Et ils croient que les sociétés formées d’individus autonomes et
responsables sont plus fortes que les sociétés dont les citoyens sont
dépendants et régimentés. (Les droitistes sont comme les garçons de huit
ans et plusieurs filles que je connais: ils préfèrent les cowboys aux
fonctionnaires.)
Pour
la droite, les militants de gauche sont un peu comme des apprentis
sorciers qui croient naïvement pouvoir transformer le monde à coup de
règlements, de taxes et de subventions, mais qui se frapperont tôt ou
tard aux réalités immuables et incontournables de l’offre et de la
demande, de la concurrence, et de certaines lois de la nature.
Évidemment,
la droite se trompe parfois spectaculairement. Les changements
politiques opérés pendant la Révolution tranquille étaient fortement
interventionnistes (et soulèveraient sans doute l’ire de la droite
aujourd’hui) mais leur contribution à l’avancement politique et
économique du Québec est indéniable. La déségrégation forcée aux
États-Unis était une vaste entreprise d’ingénierie sociale par le
gouvernement, mais aujourd’hui on entend peu de conservateurs pester
contre Brown v. Board of Education et le Civil Rights Act.
Et même si les causes sont complexes et les avis partagés, on peut
certainement avancer que la dernière crise économique a été causée (entre
autres) par une déréglementation excessive, et non l’inverse.
Par contre il arrive que la droite ait raison. Les échecs successifs des économies planifiées
ont durablement tempéré les ambitions anticapitalistes des grands
partis de gauche. Certaines revendications syndicales semblent ignorer les impératifs de la concurrence, avec des conséquences sérieuses. L’inefficacité et la lourdeur bureaucratique
de certains ministères ne sont plus à démontrer. Et certaines réformes
et programmes gouvernementaux dégagent une forte odeur de gaspillage ou de futilité.

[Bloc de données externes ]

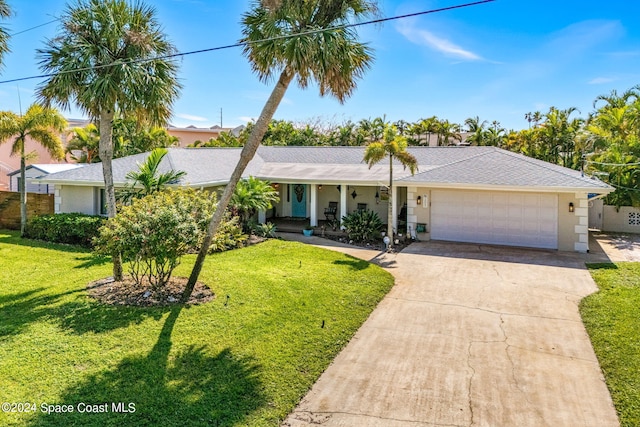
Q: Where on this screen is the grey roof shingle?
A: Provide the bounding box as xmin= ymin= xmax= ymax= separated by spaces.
xmin=398 ymin=147 xmax=612 ymax=190
xmin=37 ymin=146 xmax=612 ymax=192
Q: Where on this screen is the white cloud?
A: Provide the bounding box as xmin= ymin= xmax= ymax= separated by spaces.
xmin=175 ymin=113 xmax=208 ymax=122
xmin=588 ymin=77 xmax=616 ymax=85
xmin=396 ymin=21 xmax=482 ymax=61
xmin=238 ymin=116 xmax=255 ymax=123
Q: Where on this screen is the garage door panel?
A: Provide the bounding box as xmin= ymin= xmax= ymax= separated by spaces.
xmin=431 ymin=190 xmax=558 ymax=249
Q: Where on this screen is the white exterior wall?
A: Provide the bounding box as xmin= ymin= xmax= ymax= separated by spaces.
xmin=56 ymin=185 xmax=97 ymax=215
xmin=602 ymin=205 xmax=640 ymax=233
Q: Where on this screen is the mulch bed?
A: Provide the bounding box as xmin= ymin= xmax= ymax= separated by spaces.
xmin=318 ymin=232 xmax=414 ymax=253
xmin=87 ymin=276 xmax=214 ymax=307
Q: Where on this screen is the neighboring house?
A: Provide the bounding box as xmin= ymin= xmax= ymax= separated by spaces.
xmin=35 ymin=146 xmax=613 ymax=252
xmin=167 ymin=125 xmax=246 ymax=147
xmin=8 ymin=164 xmax=84 ymax=194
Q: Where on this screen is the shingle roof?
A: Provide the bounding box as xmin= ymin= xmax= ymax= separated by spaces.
xmin=398 ymin=147 xmax=612 ymax=190
xmin=37 ymin=146 xmax=612 ymax=193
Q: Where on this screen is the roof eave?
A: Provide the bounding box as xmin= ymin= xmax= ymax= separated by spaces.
xmin=400 ymin=181 xmax=614 ymax=194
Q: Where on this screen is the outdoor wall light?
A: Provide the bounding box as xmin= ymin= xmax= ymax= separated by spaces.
xmin=318 ymin=184 xmax=323 ymax=190
xmin=273 ymin=183 xmax=280 ymax=189
xmin=351 ymin=190 xmax=358 ymax=199
xmin=417 ymin=195 xmax=422 ymax=205
xmin=375 ymin=191 xmax=380 ymax=204
xmin=569 ymin=202 xmax=574 ymax=213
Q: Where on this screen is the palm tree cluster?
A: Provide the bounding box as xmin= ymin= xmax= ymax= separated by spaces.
xmin=67 ymin=118 xmax=179 ymax=163
xmin=582 ymin=87 xmax=640 ymax=206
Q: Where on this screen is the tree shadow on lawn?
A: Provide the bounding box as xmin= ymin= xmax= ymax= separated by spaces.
xmin=332 ymin=257 xmax=371 ymax=271
xmin=0 ymin=287 xmax=170 ymax=338
xmin=27 ymin=307 xmax=265 ymax=427
xmin=0 ymin=233 xmax=89 ymax=254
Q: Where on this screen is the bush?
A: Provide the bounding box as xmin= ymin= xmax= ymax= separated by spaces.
xmin=251 ymin=221 xmax=277 ymax=238
xmin=25 ymin=213 xmax=105 ymax=247
xmin=209 ymin=215 xmax=248 ymax=252
xmin=341 ymin=210 xmax=383 ymax=242
xmin=94 ymin=189 xmax=245 ymax=288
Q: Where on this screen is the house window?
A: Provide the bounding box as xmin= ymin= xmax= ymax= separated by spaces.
xmin=629 ymin=212 xmax=640 ymax=226
xmin=99 ymin=189 xmax=107 ymax=216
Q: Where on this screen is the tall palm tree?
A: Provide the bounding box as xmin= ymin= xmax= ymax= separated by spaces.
xmin=0 ymin=0 xmax=11 ymax=67
xmin=363 ymin=125 xmax=417 ymax=248
xmin=37 ymin=0 xmax=181 ymax=280
xmin=0 ymin=104 xmax=66 ymax=236
xmin=184 ymin=0 xmax=378 ymax=297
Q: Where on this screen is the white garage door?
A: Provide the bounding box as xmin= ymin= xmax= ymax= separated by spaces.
xmin=431 ymin=190 xmax=558 ymax=249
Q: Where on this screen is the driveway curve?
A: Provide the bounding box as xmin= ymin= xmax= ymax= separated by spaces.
xmin=281 ymin=235 xmax=619 ymax=427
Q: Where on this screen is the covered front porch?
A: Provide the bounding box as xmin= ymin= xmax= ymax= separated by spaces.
xmin=262 ymin=182 xmax=408 ymax=234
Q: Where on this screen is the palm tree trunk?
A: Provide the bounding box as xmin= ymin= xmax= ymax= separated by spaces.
xmin=387 ymin=155 xmax=393 ymax=249
xmin=99 ymin=108 xmax=123 ymax=281
xmin=183 ymin=69 xmax=295 ymax=301
xmin=19 ymin=141 xmax=26 ymax=237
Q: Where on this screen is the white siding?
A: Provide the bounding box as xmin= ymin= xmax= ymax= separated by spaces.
xmin=59 ymin=185 xmax=97 ymax=215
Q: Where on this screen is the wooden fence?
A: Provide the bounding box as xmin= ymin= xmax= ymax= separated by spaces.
xmin=0 ymin=191 xmax=54 ymax=230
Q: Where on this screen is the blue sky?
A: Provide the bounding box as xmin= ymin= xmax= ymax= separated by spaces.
xmin=0 ymin=0 xmax=639 ymax=131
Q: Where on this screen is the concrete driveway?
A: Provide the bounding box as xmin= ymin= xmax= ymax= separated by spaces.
xmin=282 ymin=236 xmax=619 ymax=427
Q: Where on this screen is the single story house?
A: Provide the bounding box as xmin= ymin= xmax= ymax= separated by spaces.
xmin=35 ymin=146 xmax=613 ymax=252
xmin=8 ymin=163 xmax=84 ymax=194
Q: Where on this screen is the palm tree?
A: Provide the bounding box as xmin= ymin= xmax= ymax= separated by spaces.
xmin=363 ymin=125 xmax=417 ymax=249
xmin=37 ymin=0 xmax=181 ymax=280
xmin=0 ymin=0 xmax=11 ymax=66
xmin=229 ymin=176 xmax=280 ymax=230
xmin=119 ymin=147 xmax=186 ymax=203
xmin=184 ymin=0 xmax=378 ymax=297
xmin=465 ymin=116 xmax=487 ymax=145
xmin=0 ymin=104 xmax=66 ymax=236
xmin=593 ymin=87 xmax=640 ymax=110
xmin=66 ymin=123 xmax=100 ymax=163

Mais pourquoi tous ces mots sur la droite pour commencer l’année?
Parce
que 2011 pourrait bien être l’année où le débat gauche/droite déclasse
les chicanes entre fédéralistes et souverainistes au Québec, et qu’il
semble essentiel de comprendre les idées de chacun pour que le
débat transcende les insultes qu’on se lance allègrement de part et
d’autre.
Parce
que, qu’on soit d’accord avec elle ou non, la droite a un rôle
politique à jouer, au Québec et ailleurs, ne serait-ce que pour garder
la gauche responsable et lui rappeler les risques posés par ses excès
d’enthousiasme.
Et parce que, pour toutes sortes de raisons — alarmisme, attaques ad hominem,
maladresse de certains de ses propres porte-étendards — il me semble
que les idées libérales ont été injustement déformées et caricaturées
depuis quelques mois au Québec, ce qui n’est une bonne nouvelle pour
personne, qu’on soit un sans-coeur de droite ou un rêveur de gauche.